Lay juries usually function well in assessing the relevance of an expert witness’s credentials, experience, command of the facts, likeability, physical demeanor, confidence, and ability to communicate. Lay juries can understand and respond to arguments about personal bias, which no doubt is why trial lawyers spend so much time and effort to emphasize the size of fees and consulting income, and the propensity to testify only for one side. For procedural and practical reasons, however, lay juries do not function very well in assessing the actual merits of scientific controversies. And with respect to methodological issues that underlie the merits, juries barely function at all. The legal system imposes no educational or experiential qualifications for jurors, and trials are hardly the occasion to teach jurors the methodology, skills, and information needed to resolve methodological issues that underlie a scientific dispute.

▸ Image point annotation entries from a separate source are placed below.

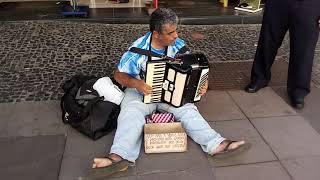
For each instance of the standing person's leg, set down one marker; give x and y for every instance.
(199, 130)
(128, 137)
(273, 30)
(304, 33)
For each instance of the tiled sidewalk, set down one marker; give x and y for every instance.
(285, 146)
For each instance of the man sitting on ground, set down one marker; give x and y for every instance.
(162, 39)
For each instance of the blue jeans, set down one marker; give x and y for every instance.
(129, 133)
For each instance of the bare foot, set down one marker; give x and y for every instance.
(223, 145)
(104, 162)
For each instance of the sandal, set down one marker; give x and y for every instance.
(102, 172)
(227, 152)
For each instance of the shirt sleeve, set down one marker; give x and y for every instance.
(128, 64)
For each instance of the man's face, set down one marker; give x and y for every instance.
(168, 35)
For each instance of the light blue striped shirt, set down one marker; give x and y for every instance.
(133, 63)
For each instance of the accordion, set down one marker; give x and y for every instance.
(176, 83)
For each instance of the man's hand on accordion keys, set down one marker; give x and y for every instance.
(204, 88)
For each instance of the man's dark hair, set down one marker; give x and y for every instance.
(160, 17)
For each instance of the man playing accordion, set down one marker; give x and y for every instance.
(161, 39)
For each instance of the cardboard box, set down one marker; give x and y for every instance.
(164, 137)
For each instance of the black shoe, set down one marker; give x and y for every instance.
(297, 103)
(253, 87)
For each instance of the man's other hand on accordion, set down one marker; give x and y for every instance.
(204, 88)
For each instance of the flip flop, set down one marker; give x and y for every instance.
(103, 172)
(226, 152)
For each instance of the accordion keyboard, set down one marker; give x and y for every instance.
(154, 78)
(203, 79)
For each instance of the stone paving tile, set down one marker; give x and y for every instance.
(31, 158)
(201, 172)
(264, 103)
(259, 171)
(79, 154)
(303, 168)
(237, 130)
(164, 162)
(289, 136)
(310, 111)
(236, 74)
(79, 145)
(217, 106)
(32, 119)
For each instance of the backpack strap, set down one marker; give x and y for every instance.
(183, 50)
(90, 105)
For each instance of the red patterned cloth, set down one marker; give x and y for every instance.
(160, 118)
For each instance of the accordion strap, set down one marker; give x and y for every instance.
(146, 52)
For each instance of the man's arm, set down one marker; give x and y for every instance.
(126, 80)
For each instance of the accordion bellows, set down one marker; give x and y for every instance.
(176, 83)
(160, 118)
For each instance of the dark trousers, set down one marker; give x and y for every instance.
(300, 17)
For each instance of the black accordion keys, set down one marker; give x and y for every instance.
(176, 83)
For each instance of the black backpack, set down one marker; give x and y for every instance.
(84, 110)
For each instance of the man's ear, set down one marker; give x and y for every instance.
(156, 34)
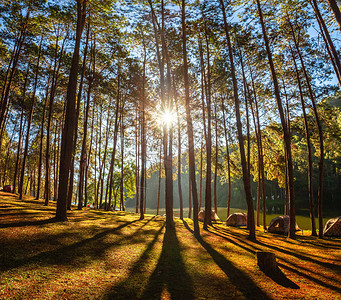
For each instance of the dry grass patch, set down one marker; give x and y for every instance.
(114, 255)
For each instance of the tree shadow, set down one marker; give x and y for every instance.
(280, 278)
(131, 286)
(28, 223)
(170, 272)
(276, 276)
(64, 254)
(237, 277)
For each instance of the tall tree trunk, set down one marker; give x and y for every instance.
(8, 83)
(70, 116)
(335, 8)
(200, 183)
(29, 121)
(159, 185)
(55, 75)
(113, 154)
(87, 160)
(189, 196)
(189, 123)
(215, 161)
(246, 174)
(137, 158)
(75, 137)
(328, 41)
(122, 161)
(310, 160)
(208, 190)
(228, 160)
(320, 133)
(261, 154)
(179, 164)
(42, 139)
(287, 138)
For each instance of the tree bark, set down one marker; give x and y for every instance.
(246, 174)
(335, 8)
(29, 121)
(287, 137)
(310, 160)
(320, 133)
(208, 190)
(70, 116)
(189, 123)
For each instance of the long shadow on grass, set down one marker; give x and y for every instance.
(28, 223)
(282, 250)
(65, 254)
(276, 276)
(170, 272)
(132, 285)
(243, 282)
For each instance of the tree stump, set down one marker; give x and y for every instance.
(266, 261)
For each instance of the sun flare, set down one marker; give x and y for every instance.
(167, 118)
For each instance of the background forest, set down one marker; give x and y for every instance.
(130, 93)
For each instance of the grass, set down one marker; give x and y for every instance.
(302, 221)
(114, 255)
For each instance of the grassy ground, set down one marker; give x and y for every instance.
(302, 221)
(114, 255)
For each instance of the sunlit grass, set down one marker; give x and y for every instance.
(302, 221)
(114, 255)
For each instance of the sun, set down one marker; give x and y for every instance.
(167, 118)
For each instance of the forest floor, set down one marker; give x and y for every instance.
(114, 255)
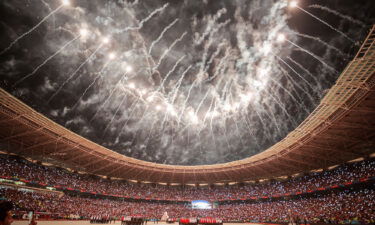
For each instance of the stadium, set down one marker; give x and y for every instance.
(187, 112)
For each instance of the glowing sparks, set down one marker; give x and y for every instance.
(112, 55)
(150, 98)
(83, 32)
(105, 40)
(246, 97)
(281, 38)
(128, 68)
(193, 117)
(293, 4)
(263, 71)
(227, 107)
(266, 48)
(65, 2)
(131, 85)
(171, 110)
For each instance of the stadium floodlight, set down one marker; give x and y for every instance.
(281, 38)
(293, 4)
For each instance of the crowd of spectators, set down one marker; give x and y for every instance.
(333, 207)
(52, 176)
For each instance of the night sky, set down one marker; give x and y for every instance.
(182, 82)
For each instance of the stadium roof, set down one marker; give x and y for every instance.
(340, 129)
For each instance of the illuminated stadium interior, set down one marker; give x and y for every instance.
(235, 111)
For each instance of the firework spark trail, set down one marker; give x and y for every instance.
(185, 102)
(31, 30)
(213, 56)
(132, 108)
(227, 86)
(325, 23)
(271, 116)
(225, 134)
(276, 99)
(161, 35)
(321, 42)
(74, 73)
(45, 61)
(91, 84)
(290, 94)
(50, 10)
(170, 72)
(168, 50)
(295, 84)
(238, 132)
(140, 25)
(202, 68)
(201, 103)
(178, 84)
(114, 115)
(148, 137)
(263, 124)
(346, 17)
(285, 73)
(199, 106)
(253, 136)
(221, 66)
(208, 111)
(305, 70)
(210, 24)
(107, 99)
(314, 56)
(294, 71)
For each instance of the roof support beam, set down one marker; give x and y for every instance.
(21, 134)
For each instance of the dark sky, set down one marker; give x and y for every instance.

Scientific studies, reviews, and meta-analyses are virtually never directly admissible in evidence in courtrooms in the United States. As a result, juries do not have the opportunity to read and ponder the merits of these sources, and assess their strengths and weaknesses. The working assumption of our courts is that juries are not qualified to engage directly with the primary sources of scientific evidence, and so expert witnesses are called upon to deliver opinions based upon a scientific record not directly in evidence. In the litigation of scientific disputes, our courts thus rely upon the testimony of so-called expert witnesses in the form of opinions. Not only must juries, the usual trier of fact in our courts, assess the credibility of expert witnesses, but they must assess whether expert witnesses are accurately describing studies that they cannot read in their entirety.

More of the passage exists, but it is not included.